Neferti X. M. Tadiar is an interdisciplinary, postcolonial feminist scholar of Philippine cultural practice, social imagination, and global political economy. She is currently the Moa Martinson Guest Professor (2024-2025) in the Division of Migration, Ethnicity, and Society at Linköping University, Norrköping, Sweden, and Professor of Women’s, Gender, and Sexuality Studies at Barnard College, Columbia University in New York city. She is the author of several books on Philippine culture, literature, and social movements, and globalization. Her most recent books are Life-Times of Becoming Human (2022), a treatise on life expenditure and global humanity, which won the 2023 Philippine National Book Award for Philosophy; and Remaindered Life (2022), an extended meditation on the disposability and surplus of life-making under contemporary conditions of global empire, which was awarded The ASA John Hope Franklin Prize as Best Book in American Studies in 2023.

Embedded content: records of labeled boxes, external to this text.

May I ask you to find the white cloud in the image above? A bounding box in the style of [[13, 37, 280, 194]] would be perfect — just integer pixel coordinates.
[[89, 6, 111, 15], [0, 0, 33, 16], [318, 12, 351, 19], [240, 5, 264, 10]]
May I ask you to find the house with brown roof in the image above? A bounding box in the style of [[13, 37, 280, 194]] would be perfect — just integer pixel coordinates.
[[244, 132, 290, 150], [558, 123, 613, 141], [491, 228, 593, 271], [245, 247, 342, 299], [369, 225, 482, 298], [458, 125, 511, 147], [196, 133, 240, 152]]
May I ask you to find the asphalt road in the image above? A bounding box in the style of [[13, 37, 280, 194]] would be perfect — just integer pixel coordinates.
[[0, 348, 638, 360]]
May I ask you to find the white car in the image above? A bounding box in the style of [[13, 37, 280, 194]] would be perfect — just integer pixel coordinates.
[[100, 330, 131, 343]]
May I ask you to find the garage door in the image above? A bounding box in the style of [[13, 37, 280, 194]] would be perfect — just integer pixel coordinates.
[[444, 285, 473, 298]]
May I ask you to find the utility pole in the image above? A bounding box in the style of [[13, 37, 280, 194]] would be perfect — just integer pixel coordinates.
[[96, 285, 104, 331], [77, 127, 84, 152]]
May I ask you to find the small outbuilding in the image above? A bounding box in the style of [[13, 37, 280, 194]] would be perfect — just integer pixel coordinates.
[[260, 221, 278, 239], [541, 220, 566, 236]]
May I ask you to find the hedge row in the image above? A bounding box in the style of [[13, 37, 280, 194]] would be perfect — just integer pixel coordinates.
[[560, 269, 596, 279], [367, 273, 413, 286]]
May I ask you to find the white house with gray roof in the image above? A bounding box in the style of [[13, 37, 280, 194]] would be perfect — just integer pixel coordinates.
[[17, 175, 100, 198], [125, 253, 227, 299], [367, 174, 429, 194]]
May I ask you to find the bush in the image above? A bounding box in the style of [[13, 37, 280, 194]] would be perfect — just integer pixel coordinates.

Her current book project, entitled Vital Platforms: A Brief Cultural Genealogy, explores kinship networks and human mediatic capacities crucial to Philippine communities’ social reproduction in the long durée of Spanish and U.S. colonialism (16th to 20th centuries). A new research project focuses on socio-environmental transformations in Northern Luzon, Philippines in the long 20th century.

She is the founding Director of the Alfredo F. Tadiar Library, an independent community library, cultural space, and publishing house in San Fernando, La Union, Philippines.

Neferti X. M. Tadiar: This Bridge of Earth – Abstract

How can a regard for the earth offer alternative ways of attending to the experiences of the dispossessed? Of connecting these experiences across historical social and temporal differences? How can the earth be a bridge? In this talk, I read select poetry, narrative, and art from Palestine and the Philippines to probe the role that earth plays in people’s movements in war and survival, struggle and community, becoming and belonging. I provide a meditation on elements of the landscapes of struggle rendered by those seeking living despite and through ongoing catastrophes. Out of these elements I attempt to weave another geography, another map, another itinerary for reckoning with these vibrant milieus of people’s life-making, beyond the devastation inflicted on them and their lifeworlds by genocidal and ecocidal imperial and colonial wars and the active wasting of the world under late global capitalism.

Through this exercise I offer another method for seeing and making the world, beneath the threshold of recognition and understanding of the ruling disciplinary humanities and social sciences we inherit from Western colonialism. It is an example of other possible ways of knowing and telling, other times of unfolding, that we might explore in the building of a decolonizing people’s pluriversity and another shared earth.